3. Em sede de vista, o Procurador-Geral Adjunto neste Tribunal pronunciou-se no sentido da improcedência da reclamação ora em apreço (fls. 59 a 62), considerando que a reclamação deveria proceder quanto à decidida intempestividade do recurso interposto, mas, simultaneamente, defendendo que o recurso não deveria ser admitido por não a interpretação normativa cuja inconstitucionalidade se pretende ver apreciada não constituir fundamento determinante da decisão recorrida.
4. Perante a invocação de novo fundamento de não conhecimento do objecto do recurso, a Relatora proferiu despacho, em 07 de Julho de 2011, através do qual convidou o recorrente a pronunciar-se, nos termos dos artigo 704º, n.º 1 e 703º, n.º 2, aplicáveis por força do artigo 69º da LTC. Em resposta a este convite, o recorrente veio reiterar a inconstitucionalidade da norma extraída do n.º 1 do artigo 396º do Código de Processo Civil (CPC) – alongando-se acerca de questões substantivas cuja decisão não cabe a este Tribunal –, concluindo que a referida interpretação normativa foi efectivamente aplicada pela decisão recorrida:
“Atento o exposto, e salvo melhor e Douta opinião, entende o recorrente que, contrariamente ao entendimento do Ministério Público, é questão central de apreciação do Recurso e, sobre a qual o Tribunal da Relação de Coimbra se pronunciou.
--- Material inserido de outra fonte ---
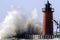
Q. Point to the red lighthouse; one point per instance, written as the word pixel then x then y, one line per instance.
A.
pixel 47 25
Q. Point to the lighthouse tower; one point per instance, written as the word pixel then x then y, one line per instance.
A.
pixel 47 25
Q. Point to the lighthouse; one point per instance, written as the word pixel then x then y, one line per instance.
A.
pixel 47 23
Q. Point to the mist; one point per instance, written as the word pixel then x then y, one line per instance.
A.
pixel 18 20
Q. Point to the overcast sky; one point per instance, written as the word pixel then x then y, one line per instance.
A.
pixel 28 6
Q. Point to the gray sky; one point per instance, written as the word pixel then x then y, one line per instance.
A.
pixel 28 6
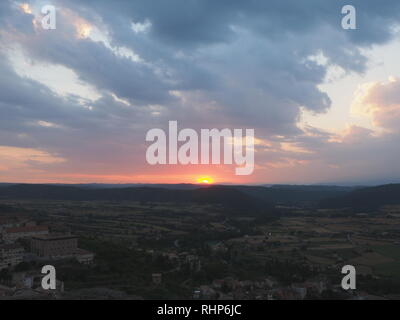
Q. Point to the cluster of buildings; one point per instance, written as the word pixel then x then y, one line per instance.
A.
pixel 267 289
pixel 21 237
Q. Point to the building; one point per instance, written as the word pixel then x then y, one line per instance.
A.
pixel 60 246
pixel 157 278
pixel 10 255
pixel 83 256
pixel 54 245
pixel 13 234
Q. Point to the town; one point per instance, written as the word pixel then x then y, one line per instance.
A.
pixel 150 250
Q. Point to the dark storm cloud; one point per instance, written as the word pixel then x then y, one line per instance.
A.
pixel 206 63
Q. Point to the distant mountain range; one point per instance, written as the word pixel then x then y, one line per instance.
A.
pixel 229 198
pixel 366 198
pixel 234 197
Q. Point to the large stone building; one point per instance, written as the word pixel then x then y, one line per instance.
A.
pixel 59 246
pixel 54 245
pixel 10 255
pixel 13 234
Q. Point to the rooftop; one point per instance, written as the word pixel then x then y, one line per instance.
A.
pixel 27 229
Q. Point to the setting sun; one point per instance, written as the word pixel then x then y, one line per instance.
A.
pixel 205 180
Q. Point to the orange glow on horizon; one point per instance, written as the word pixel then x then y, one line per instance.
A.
pixel 205 180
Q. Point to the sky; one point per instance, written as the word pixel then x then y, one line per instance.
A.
pixel 76 102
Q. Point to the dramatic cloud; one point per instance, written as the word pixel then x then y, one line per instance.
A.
pixel 235 64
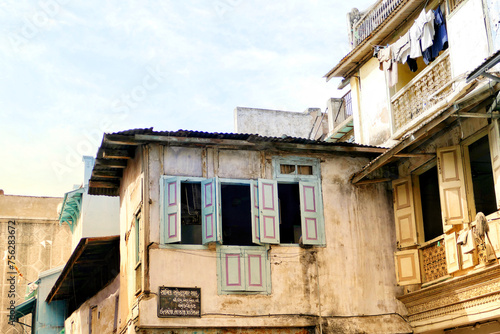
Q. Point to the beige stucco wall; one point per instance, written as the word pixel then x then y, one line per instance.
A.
pixel 35 223
pixel 374 114
pixel 276 123
pixel 356 268
pixel 105 301
pixel 467 37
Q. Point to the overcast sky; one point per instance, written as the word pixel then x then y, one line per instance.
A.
pixel 72 70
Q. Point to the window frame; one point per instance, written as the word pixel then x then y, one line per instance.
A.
pixel 244 267
pixel 187 179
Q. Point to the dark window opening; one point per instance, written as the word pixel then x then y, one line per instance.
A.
pixel 431 205
pixel 287 169
pixel 236 215
pixel 191 214
pixel 482 176
pixel 289 199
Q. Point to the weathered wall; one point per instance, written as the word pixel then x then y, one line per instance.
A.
pixel 375 118
pixel 467 37
pixel 352 276
pixel 99 217
pixel 105 301
pixel 276 123
pixel 36 225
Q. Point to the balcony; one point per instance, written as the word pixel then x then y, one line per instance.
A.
pixel 372 19
pixel 422 92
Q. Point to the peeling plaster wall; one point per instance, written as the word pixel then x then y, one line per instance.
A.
pixel 276 123
pixel 36 222
pixel 356 268
pixel 105 301
pixel 468 39
pixel 374 116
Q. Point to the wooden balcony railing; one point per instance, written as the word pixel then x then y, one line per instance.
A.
pixel 422 92
pixel 371 20
pixel 433 257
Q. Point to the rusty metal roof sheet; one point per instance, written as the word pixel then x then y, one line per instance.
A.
pixel 118 147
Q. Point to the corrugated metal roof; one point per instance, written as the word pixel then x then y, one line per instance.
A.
pixel 118 147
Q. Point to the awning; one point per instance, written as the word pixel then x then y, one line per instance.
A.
pixel 94 263
pixel 25 308
pixel 71 207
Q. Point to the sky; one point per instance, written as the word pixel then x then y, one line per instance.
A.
pixel 74 70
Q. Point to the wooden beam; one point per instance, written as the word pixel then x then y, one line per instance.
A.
pixel 120 140
pixel 107 174
pixel 414 155
pixel 477 115
pixel 111 163
pixel 116 154
pixel 371 181
pixel 103 184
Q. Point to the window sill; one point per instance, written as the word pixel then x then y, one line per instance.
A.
pixel 183 246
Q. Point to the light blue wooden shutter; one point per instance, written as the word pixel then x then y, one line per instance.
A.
pixel 254 195
pixel 210 211
pixel 233 269
pixel 256 270
pixel 311 212
pixel 269 212
pixel 171 211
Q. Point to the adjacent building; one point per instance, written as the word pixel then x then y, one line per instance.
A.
pixel 424 82
pixel 33 242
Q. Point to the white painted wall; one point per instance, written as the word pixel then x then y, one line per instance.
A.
pixel 467 37
pixel 374 115
pixel 276 123
pixel 99 217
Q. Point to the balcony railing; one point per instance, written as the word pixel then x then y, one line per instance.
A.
pixel 372 19
pixel 433 261
pixel 421 93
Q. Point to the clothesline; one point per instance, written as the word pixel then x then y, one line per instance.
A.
pixel 426 38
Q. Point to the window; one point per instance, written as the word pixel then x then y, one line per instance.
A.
pixel 241 212
pixel 243 269
pixel 468 181
pixel 244 217
pixel 138 252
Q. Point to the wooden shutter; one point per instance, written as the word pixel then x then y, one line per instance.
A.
pixel 269 212
pixel 452 190
pixel 244 268
pixel 256 268
pixel 407 267
pixel 254 195
pixel 171 211
pixel 232 262
pixel 311 212
pixel 452 259
pixel 494 140
pixel 404 212
pixel 210 221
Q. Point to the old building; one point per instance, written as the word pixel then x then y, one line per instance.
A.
pixel 424 82
pixel 243 233
pixel 33 241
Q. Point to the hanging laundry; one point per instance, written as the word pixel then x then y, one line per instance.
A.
pixel 412 64
pixel 421 33
pixel 401 48
pixel 441 35
pixel 388 65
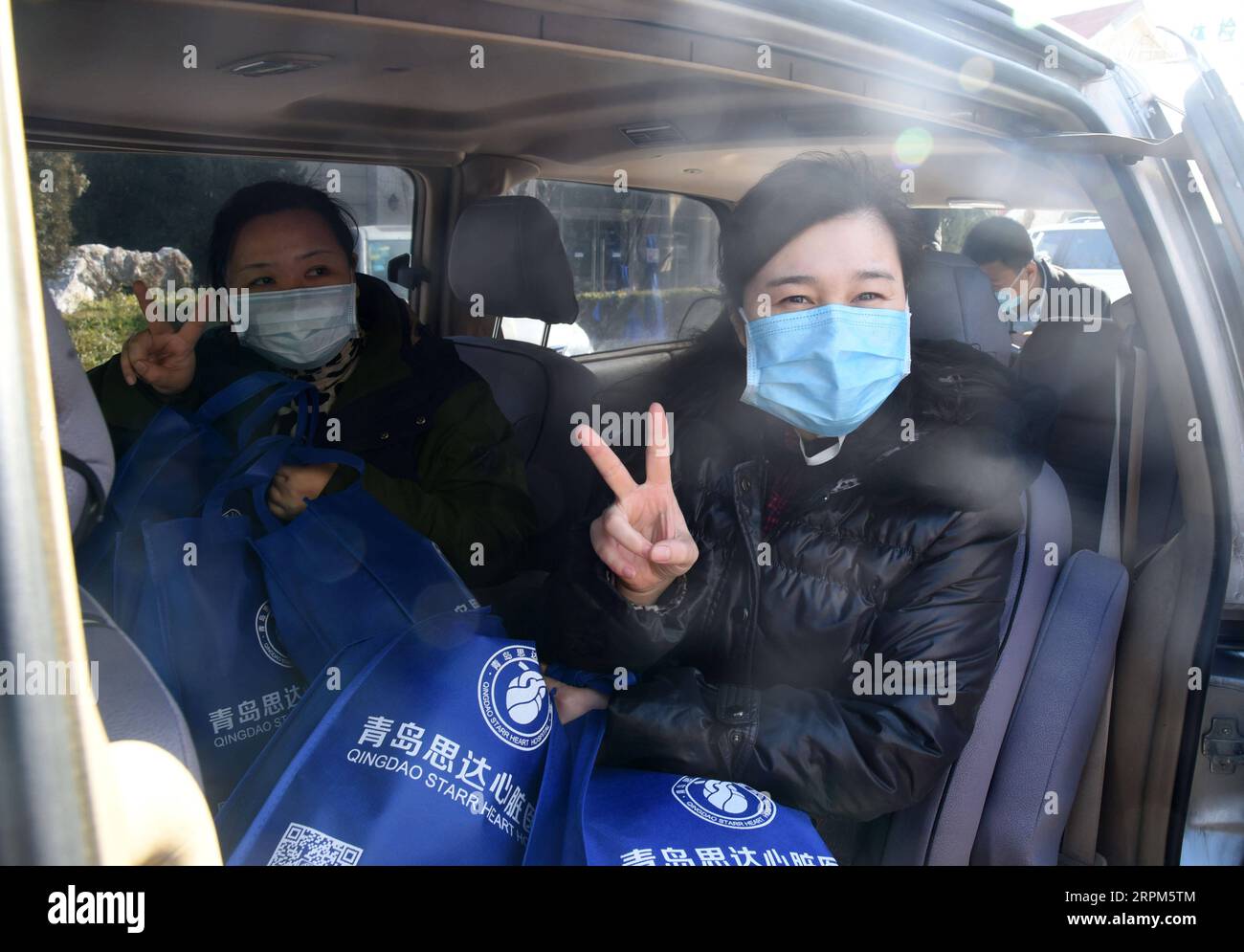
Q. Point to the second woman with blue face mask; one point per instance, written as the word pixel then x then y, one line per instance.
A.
pixel 439 454
pixel 837 493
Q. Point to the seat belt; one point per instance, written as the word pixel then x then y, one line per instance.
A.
pixel 1080 837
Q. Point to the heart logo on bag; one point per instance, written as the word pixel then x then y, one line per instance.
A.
pixel 514 699
pixel 724 803
pixel 265 630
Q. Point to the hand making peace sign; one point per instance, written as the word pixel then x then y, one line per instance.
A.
pixel 642 537
pixel 162 355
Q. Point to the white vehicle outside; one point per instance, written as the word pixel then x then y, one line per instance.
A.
pixel 1083 249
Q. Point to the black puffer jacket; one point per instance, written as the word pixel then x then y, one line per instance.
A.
pixel 900 547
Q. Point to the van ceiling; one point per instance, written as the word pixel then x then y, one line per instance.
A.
pixel 560 83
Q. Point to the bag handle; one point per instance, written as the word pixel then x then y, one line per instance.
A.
pixel 300 455
pixel 309 410
pixel 256 475
pixel 237 393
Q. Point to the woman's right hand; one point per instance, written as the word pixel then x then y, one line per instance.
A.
pixel 162 355
pixel 642 537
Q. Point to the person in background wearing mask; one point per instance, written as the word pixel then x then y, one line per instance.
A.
pixel 439 454
pixel 1031 290
pixel 836 498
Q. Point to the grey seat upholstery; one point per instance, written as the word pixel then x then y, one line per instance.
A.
pixel 538 389
pixel 132 700
pixel 941 830
pixel 1036 720
pixel 950 299
pixel 1054 720
pixel 1080 368
pixel 508 251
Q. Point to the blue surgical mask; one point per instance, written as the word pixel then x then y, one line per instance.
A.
pixel 826 369
pixel 1008 304
pixel 301 329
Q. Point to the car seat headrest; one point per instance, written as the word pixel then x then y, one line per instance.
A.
pixel 86 450
pixel 508 249
pixel 950 299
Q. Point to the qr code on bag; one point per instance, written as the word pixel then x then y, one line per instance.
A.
pixel 307 847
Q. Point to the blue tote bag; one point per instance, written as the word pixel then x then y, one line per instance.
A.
pixel 167 475
pixel 610 816
pixel 347 569
pixel 207 626
pixel 426 749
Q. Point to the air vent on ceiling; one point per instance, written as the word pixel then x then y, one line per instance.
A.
pixel 275 63
pixel 657 133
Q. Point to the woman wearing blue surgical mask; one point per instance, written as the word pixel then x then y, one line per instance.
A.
pixel 439 454
pixel 837 497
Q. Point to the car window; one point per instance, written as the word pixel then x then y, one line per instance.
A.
pixel 1089 248
pixel 645 264
pixel 104 219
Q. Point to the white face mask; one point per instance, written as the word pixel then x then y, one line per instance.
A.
pixel 300 329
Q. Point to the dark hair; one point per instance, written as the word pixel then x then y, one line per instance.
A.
pixel 999 239
pixel 265 198
pixel 810 188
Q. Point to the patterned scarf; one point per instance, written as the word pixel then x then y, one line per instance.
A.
pixel 328 377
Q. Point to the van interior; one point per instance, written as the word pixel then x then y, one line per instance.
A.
pixel 676 110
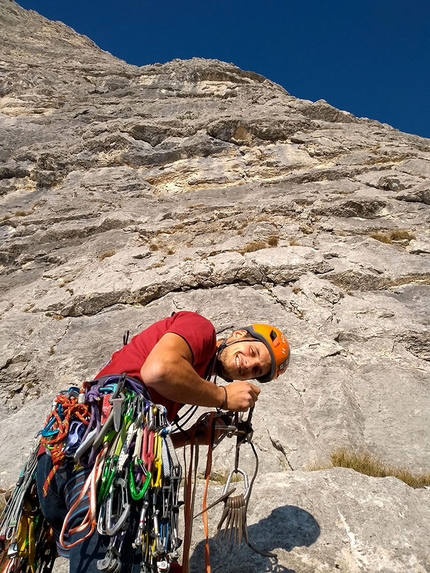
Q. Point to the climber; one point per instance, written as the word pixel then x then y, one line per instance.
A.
pixel 174 359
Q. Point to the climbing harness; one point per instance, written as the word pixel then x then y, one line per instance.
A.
pixel 127 480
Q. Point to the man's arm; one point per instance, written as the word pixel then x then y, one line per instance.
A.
pixel 168 370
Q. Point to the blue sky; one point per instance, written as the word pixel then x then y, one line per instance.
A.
pixel 369 57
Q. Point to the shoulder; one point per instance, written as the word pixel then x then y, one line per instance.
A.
pixel 197 330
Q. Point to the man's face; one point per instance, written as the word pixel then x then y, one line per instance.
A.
pixel 245 359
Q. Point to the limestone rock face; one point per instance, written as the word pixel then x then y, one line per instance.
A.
pixel 130 192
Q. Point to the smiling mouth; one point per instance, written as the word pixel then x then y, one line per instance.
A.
pixel 238 363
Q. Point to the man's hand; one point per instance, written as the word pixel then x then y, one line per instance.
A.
pixel 241 396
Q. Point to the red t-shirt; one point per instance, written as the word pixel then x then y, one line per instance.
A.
pixel 196 330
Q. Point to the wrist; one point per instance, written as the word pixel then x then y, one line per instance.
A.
pixel 224 399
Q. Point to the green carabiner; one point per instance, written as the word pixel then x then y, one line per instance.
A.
pixel 135 493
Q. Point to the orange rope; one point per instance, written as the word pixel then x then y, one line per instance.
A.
pixel 55 443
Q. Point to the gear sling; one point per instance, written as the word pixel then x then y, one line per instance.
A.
pixel 129 481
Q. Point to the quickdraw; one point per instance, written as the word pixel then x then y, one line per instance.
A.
pixel 27 542
pixel 121 442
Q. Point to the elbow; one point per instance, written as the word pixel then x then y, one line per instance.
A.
pixel 153 374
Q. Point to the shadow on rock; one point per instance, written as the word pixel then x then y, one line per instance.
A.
pixel 284 529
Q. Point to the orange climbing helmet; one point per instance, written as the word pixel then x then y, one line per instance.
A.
pixel 277 345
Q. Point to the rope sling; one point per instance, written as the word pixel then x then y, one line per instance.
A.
pixel 119 442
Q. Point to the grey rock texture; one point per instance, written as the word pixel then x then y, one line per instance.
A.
pixel 130 192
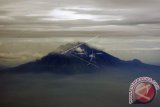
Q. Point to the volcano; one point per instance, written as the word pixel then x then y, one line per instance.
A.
pixel 73 58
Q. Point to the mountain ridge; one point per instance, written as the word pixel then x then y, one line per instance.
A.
pixel 79 58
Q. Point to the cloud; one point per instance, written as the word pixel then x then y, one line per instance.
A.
pixel 51 15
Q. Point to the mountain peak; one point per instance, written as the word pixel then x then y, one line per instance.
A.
pixel 70 46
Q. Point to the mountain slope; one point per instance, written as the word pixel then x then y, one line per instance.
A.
pixel 80 58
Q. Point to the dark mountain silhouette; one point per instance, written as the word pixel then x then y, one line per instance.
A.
pixel 81 58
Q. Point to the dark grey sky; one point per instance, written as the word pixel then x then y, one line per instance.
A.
pixel 128 28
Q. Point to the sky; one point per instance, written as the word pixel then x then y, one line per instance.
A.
pixel 128 29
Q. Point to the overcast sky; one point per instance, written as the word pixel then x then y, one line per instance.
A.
pixel 128 29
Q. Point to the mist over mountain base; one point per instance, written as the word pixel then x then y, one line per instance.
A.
pixel 80 90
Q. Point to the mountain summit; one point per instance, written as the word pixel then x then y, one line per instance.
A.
pixel 79 58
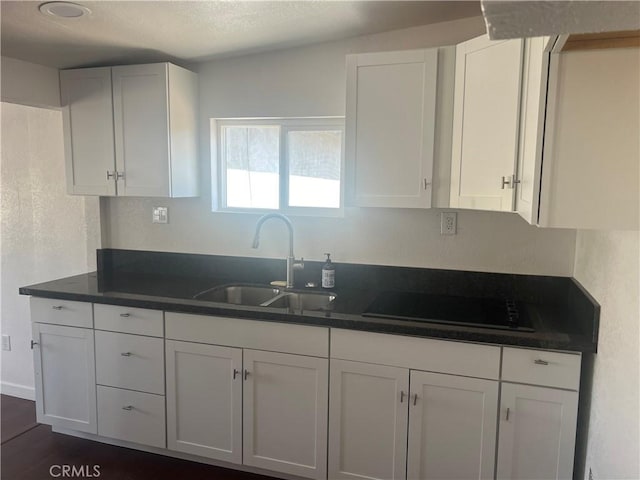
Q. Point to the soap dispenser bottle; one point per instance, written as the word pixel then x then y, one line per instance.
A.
pixel 328 273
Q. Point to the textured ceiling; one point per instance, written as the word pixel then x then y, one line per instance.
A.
pixel 186 32
pixel 517 18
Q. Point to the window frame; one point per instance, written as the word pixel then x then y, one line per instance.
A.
pixel 286 125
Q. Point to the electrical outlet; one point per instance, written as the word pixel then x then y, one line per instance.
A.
pixel 160 215
pixel 448 223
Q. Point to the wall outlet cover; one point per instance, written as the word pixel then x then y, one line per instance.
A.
pixel 160 215
pixel 448 223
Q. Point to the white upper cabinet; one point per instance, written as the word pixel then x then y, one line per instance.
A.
pixel 88 124
pixel 485 128
pixel 131 130
pixel 390 125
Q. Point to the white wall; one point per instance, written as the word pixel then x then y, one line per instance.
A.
pixel 45 234
pixel 310 81
pixel 607 265
pixel 29 84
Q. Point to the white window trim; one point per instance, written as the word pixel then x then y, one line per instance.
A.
pixel 218 175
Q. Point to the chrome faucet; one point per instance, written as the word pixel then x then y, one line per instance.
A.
pixel 292 263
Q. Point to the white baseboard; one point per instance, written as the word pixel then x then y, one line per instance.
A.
pixel 20 391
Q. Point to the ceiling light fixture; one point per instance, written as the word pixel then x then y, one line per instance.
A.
pixel 63 9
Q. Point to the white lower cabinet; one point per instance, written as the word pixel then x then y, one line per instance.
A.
pixel 368 421
pixel 537 433
pixel 452 427
pixel 132 416
pixel 65 380
pixel 204 400
pixel 451 424
pixel 285 413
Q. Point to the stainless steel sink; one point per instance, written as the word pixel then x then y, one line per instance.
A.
pixel 269 297
pixel 299 302
pixel 253 295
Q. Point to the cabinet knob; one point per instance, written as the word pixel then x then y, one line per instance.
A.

Pois que, e em suma, o recorrente entende que o Administrador de Insolvência/Massa Insolvente é um mero depositário das acções e que, dessa forma, o Auto de apreensão confere àquele a necessária comprovação da sua situação de sócio/accionista e, por outro lado, o Tribunal da Relação de Coimbra, por entender que na sequência de um processo resolutivo o Administrador de Insolvência não tem poderes de mero depositário, conclui assim que, o recorrente não tem a qualidade de sócio.
Verifica-se pois que a questão cuja constitucionalidade se pretende ver apreciada foi efectuada pelo Tribunal.” (fls. 71)
Cumpre agora apreciar e decidir.
II – Fundamentação
5. Independentemente da questão de saber se o reclamante tem razão quando afirma que o prazo de interposição de recurso de constitucionalidade, de 10 dias (artigo 75º, n.º 1, da LTC) apenas inicia a respectiva contagem a partir do decurso do prazo para interposição de um eventual recurso por oposição de julgados, o Tribunal Constitucional apenas pode conhecer da constitucionalidade normas ou de interpretações normativas que tenham sido efectivamente alvo de aplicação pelos tribunais recorridos, de tal modo que essa norma ou interpretação normativa tenha sido decisiva e determinante para o resultado da decisão proferida (cfr. artigo 79º-C da LTC).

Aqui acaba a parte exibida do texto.